There has been some effort to describe and catalog this special kind of mathematical knowledge for teaching elementary school mathematics, but there is little effort at the second school level. I recently attended the National Council of Teachers of Mathematics Annual Meeting in San Diego and I didn’t see any talks on this subject. Why is this the case, if I am right that this kind of knowledge is so important to the work of teaching?

I’ve actually had success using a mix of methods 1 and 3 with high school students this year. The way I introduce logarithms is by analogy with square roots, which they should have seen and be somewhat comfortable with by the time we get to logs. I ask them what it means to take the square root of a number, and what they usually end up deciding (with some guiding questions) is that when you take the square root of something, what you get out is another number that is exactly what you need so that when you square it you get back the original number. I make sure to stress that this is how we defined square roots.

Then, by analogy, I tell them that taking the log base b of something gives you a number that is exactly what you need so that when you raise b to that number you get back your original number. This seems like method 1 to me, and they can usually use this to solve easy log problems.

The next thing I do is continue the analogy. I don’t use the word inverse, but instead I remind them that squaring a number and square rooting “undo” each other. And in the same way, I tell them that taking the log and exponentiating “undo” each other. They usually respond well to this method, but I can see how they would be intimidated if I actually used the language of inverse functions. But with this

Just my two cents.

When you first asked the question, I thought one of the options would be to think about the graph. Before doing any algebra, I think about

y=e^(3x) and then think about y=0.4 and where/how they might intersect. This is like estimating an answer using round numbers, but in the visual sense.

I always taught method 2 and it still makes sense to me as a reasonable way to go about it. I love it that B Fogelson (hi B!) used the other 2 methods.

Regarding MKT,

I blogger I read just posted a review from NCSM of the talk “Learning to do Mathematics as a Teacher” from Deborah Loewenberg Ball. He links to her slides, but looking through them they do look Elementary-centric. I guess we’ve figured out that non-majors need help teaching math but haven’t admitted that math majors might need help too. 🙂

http://blog.mrmeyer.com/?p=6653

I’m surprised that NCSM and NCTM are not more involved with MKT. The physics teachers professional association is very focused on HOW to teach physics — what language to use, what to introduce first, common and uncommon student misconceptions.

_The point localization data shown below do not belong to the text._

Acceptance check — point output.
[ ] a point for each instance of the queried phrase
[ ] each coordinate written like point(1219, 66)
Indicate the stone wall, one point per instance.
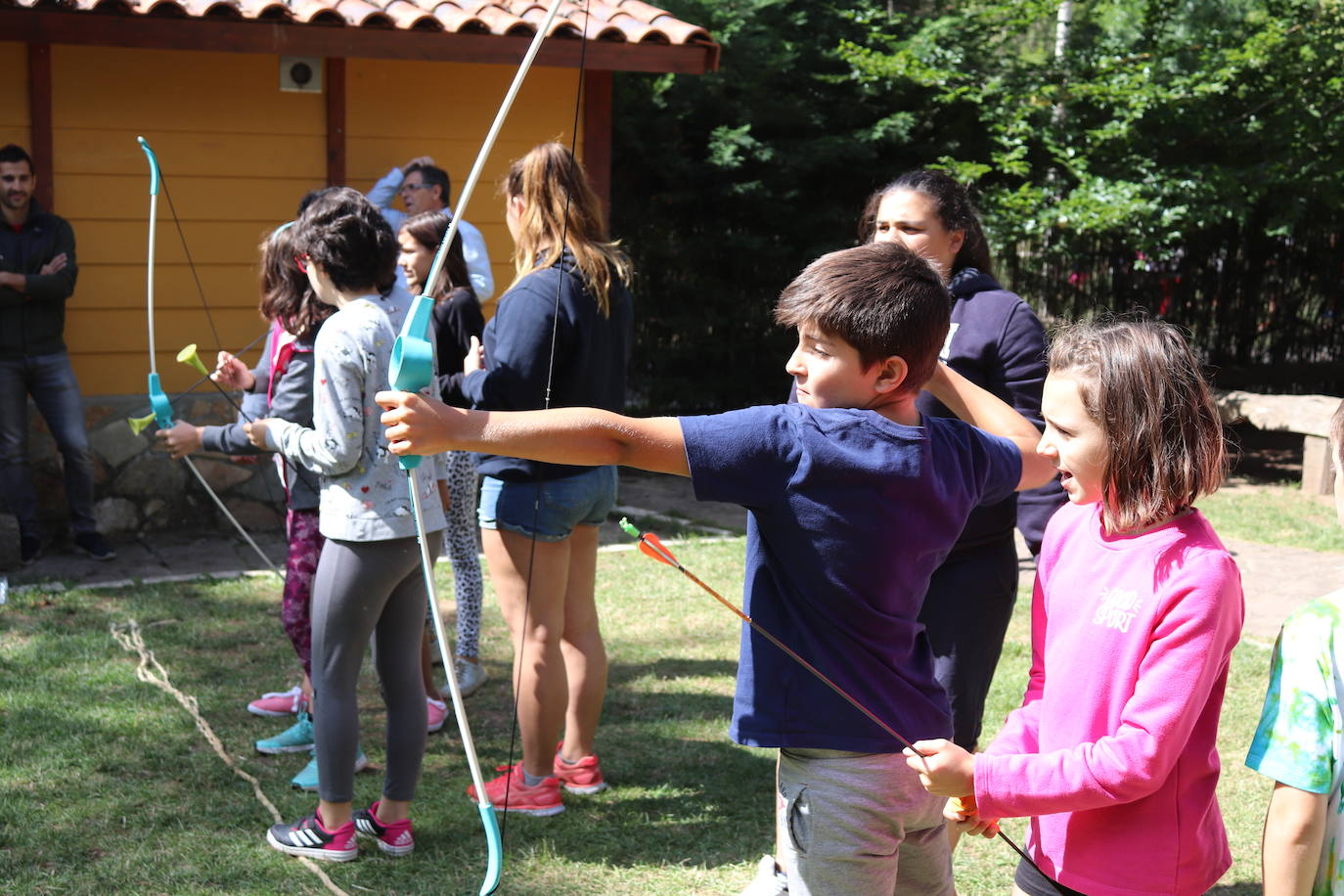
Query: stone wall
point(139, 488)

And, wow! You’re almost done with the year!

I think in my experience,using the tools for solving logarithmic equations play a bit like “magic flim-flammery” by kids. I find it helpful to have kids verbalize the steps, because a lot of misconceptions emerge:

“Multiply both sides by ln” (is ln a number?)

“After that you can bring the exponent down” (Do they really get why this is ‘ok?’ Is it always ok in solving algebra equations? )

“so ln e of e^3x is 3x” (do they recognize that log BASE e of e^3x involves a inverse relationship?)

I find that pressing to refine / revise their wording pushes the more fundamental issues.

I find that when students truly see these subtleties, they seem to develop better abilities to understand the properties of logarithms (Log(MN)= Log M+log N, log M^k=k*log M )that don’t behave like the algebraic expressions.

They start to recognize that applying a base ten or base e logarithm to the expressions on both sides of an equation allows them to recognize that there’s little need to rely on the “base change” formula.

I also find it very helpful to develop an intuition for log properties by looking at examples with powers of 2, 3, 10. This prevents the temptation to memorize without understanding them. This may be especially helpful if precise verbalizations are tough with ELL’s.

I’m not sure this answers your questions, but I know some early work I do with logarithms allows kids to follow, apply, and understand the different methods when solving equations.